Shortcut - Simple Interest
Simple Interest:
Simple interest =$\dfrac{PNR}{100}$
P = Principle amount invested or borrowed
R = Rate of interest per term
N = Number of terms
Term = duration for which interest is calculated
Question:
A man invested Rs. 10000 at 4% per annum simple interest.
1. What is the interest he will get at the end of 3 years?
2. What is the total amount earned after 3 years?
Answer:
P = 10000;
N = 3;
R = 4
Substitute the values in the above equation, we get
SI = 10000 x 3 x 4/100
= 1200
Amount = Principle + Interest
Amount = 10000 + 1200 = 11200
Conversion of Time Period -Rate of interest:
Some Tricks to solve easily :
Trick 1:If a sum of moey becomes "n" times in "T years" at simple interest ,then the rate of interest per annum can be given be
R=$\dfrac{100(n-1)}{T}$
Question:
If a sum of money Rs.50,000 becomes 3 times increases in 2 years at simple interest ,then find the rate of interest per annum.

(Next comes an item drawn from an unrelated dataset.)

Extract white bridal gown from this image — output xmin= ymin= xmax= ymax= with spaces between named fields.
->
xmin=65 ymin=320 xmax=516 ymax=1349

Answer: Formula: R=$\dfrac{100(n-1)}{T}$Therefore,
R=$\dfrac{100(3-1)}{2}$
=$\dfrac{100 \times 2}{2}$
=100%
If an amount P1 is lent out at simple interest of R1 % per annum and another amount P2 at simple interest rate of R2% per annum .then the rate of interest for the whole sum can be given by
R=$\dfrac{P1R1+P2R2}{P1+P2}$
A sum of money at simple interest n1 itself in t1 year.It will become n2 times of itself in(If rate is constant)
$\dfrac{t1}{t2}=\dfrac{(n1-1)}{(n2-21}$
In what time will the simple interest be "n" of the principal at r% per annum:
$rt=n \times 100$
If a certain sum of money is lent out in n parts in such a manner that equal sum of money is obtained at simple interest on each part where interset rates are R1,R2,...Rn respectively and time periods are T1,T2,...Tn respectively ,then the ratio in which the sum will be divided in n parts can be given by
$\dfrac{1}{R1T1}$:$\dfrac{1}{R2T2}$:.......$\dfrac{1}{RnTn}$